Adding support for reading medical images
There is a large need (and no solution) for structured sharing of medical data in context of ML development. Since I have a background in medical image analysis I would like to use Croissant specifically with medical images. Across the domain of cell biology, histo-pathology and radiology, there are may be 5 relevant file formats that need to be considered (each has a go-to Python lib already). Potential support for these file formats would make Croissant a very relevant library in the domain of life science.
(1) Is this generally of interest for the Croissant community? (2) Should this go to a Croissant extension or part of core?
Also, I have mentioned Croissant as a solution in the proposal for this Arpa-h call about large scale exchange platform of imaging data (https://arpa-h.gov/explore-funding/programs/index). I.e. looking into this topic of medical data can be quite opportunistic.
Thanks for getting this effort started! IMO this is a very interesting use case for Croissant.
To start with, I would suggest examining whether any changes are needed to the Croissant spec to support this use case.

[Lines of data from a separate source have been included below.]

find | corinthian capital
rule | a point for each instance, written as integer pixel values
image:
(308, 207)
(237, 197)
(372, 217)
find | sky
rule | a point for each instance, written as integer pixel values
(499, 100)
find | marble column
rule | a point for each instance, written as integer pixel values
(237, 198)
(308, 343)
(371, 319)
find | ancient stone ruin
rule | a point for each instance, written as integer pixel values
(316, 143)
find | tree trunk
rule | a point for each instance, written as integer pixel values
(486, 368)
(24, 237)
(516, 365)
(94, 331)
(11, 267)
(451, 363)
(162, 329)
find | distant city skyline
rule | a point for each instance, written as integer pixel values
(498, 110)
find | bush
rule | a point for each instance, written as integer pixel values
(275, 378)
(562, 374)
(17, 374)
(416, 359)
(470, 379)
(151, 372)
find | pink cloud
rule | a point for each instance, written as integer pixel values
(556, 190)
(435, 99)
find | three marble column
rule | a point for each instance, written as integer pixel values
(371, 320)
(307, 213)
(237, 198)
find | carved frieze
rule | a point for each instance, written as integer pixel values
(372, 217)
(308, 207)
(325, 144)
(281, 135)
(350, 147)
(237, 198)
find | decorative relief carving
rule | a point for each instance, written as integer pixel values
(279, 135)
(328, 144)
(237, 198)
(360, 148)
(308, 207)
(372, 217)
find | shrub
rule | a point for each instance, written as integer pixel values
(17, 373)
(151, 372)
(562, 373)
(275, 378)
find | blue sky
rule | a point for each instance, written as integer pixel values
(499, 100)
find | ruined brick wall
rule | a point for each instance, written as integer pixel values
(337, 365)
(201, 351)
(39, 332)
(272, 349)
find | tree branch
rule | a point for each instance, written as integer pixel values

This would determine whether a Croissant extension is needed or not.
Based on your description, it sounds like the main aspect is support for the 5 file formats used in this domain. If these have associated mime types, then it should be possible to describe the corresponding files in a Croissant description.
To make the MLCroissant python library work with those files, we probably need to integrate with the corresponding python libs for these formats.
Next, beyond describing resources as FileObject / FileSets, we need to map their contents to RecordSets. Is any of these formats structured? If so, is there a natural way to map their contents to Fields? If they are akin to columns, then just specifying the coressponding column ids / names is sufficient. If the data is hierarchical, then we need something like a path language.
@steffenvogler cool use case! We are also looking for the ways to integrate Bioimaging data with Croissant: #CroissantML > Publishing Bioimaging Datasets for AI, maybe there could be some synergies with medical imaging. And in my department we also extensively work with medical images, so happy to chat about this too :)
One thing that should be integrated in Croissant could be the RTSTRUCT annotation format - or maybe there are specialized Python libs that could facilitate the integration? As it is essentially a structured format, maybe we could map the annotations to RecordSets / Fields with appropriate semantic annotations.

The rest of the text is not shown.